Muslims don't have to physically attack Bawer or even speak to him to cause offence, as a Muslim couple in Oslo discovered when they glared at two women kissing.

"The Muslim wife, in hijab, stared at them, her eyes blazing with rage. She was obviously out to intimidate. My partner and I exchanged a look. The Muslim woman kept staring. The hate in her eyes was unsettling. Finally, my partner couldn't take it any more. 'Please stop that,' he said to her in a gentle, pleading tone. 'This is Norway. We don't do that to people here'," Bawer writes.

Bawer will do anything to discover the dark side of Muslims in Europe, whom he accuses of everything from swindling the welfare system to supporting terrorists. Anything, that is, except speak to an actual Muslim.

Bawer interviews politicians, academics and journalists and quotes from numerous reports, newspaper articles and websites. But nowhere in more than 200 pages does he speak to a single member of the group his book is actually about.

Claire Berlinski is a tougher customer and her book, Menace in Europe - Why the Continent's Crisis is America's too, makes a more bracing read. An American journalist and academic who studied international relations at Oxford and now divides her time between Paris and Istanbul, Berlinski heaps scorn on the European liberal establishment. She shares Bawer's concern about Europe's relationship with its Muslim immigrants, but unlike him, she tries to find out what immigrants are thinking and recognises that they have real grievances.

She not only analyses the weaknesses of integration policies in Britain, France and the Netherlands, but travels to Marseilles to establish why community relations in that city work so well.

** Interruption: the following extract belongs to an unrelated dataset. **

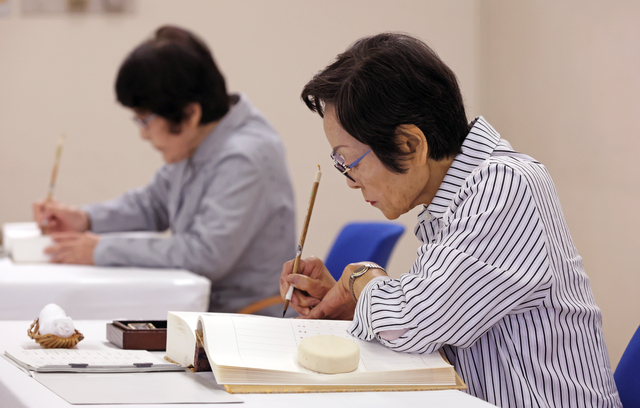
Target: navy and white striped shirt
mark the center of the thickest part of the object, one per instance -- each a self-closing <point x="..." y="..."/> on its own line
<point x="498" y="286"/>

Berlinksi sees European anti-Americanism and growing anti-Semitism as having roots in the Continent's violent history and the decline of the Christian faith. (Like many American conservatives, she has no time for religion herself, but thinks it's good for other people.)

Berlinski may read too much into the popularity of Rammstein, a dreadful German rock band that flirts with a Nazi aesthetic, and she is wrong to believe that most European critics of Israel are anti-Semitic. Like Bawer, she misunderstands the nature of the EU, imagining that it seeks to replace national identities with a single European identity.

Her book is nonetheless a refreshing, erudite blast of polemic that, if nothing else, should give European anti-Americans a jolting taste of their own medicine.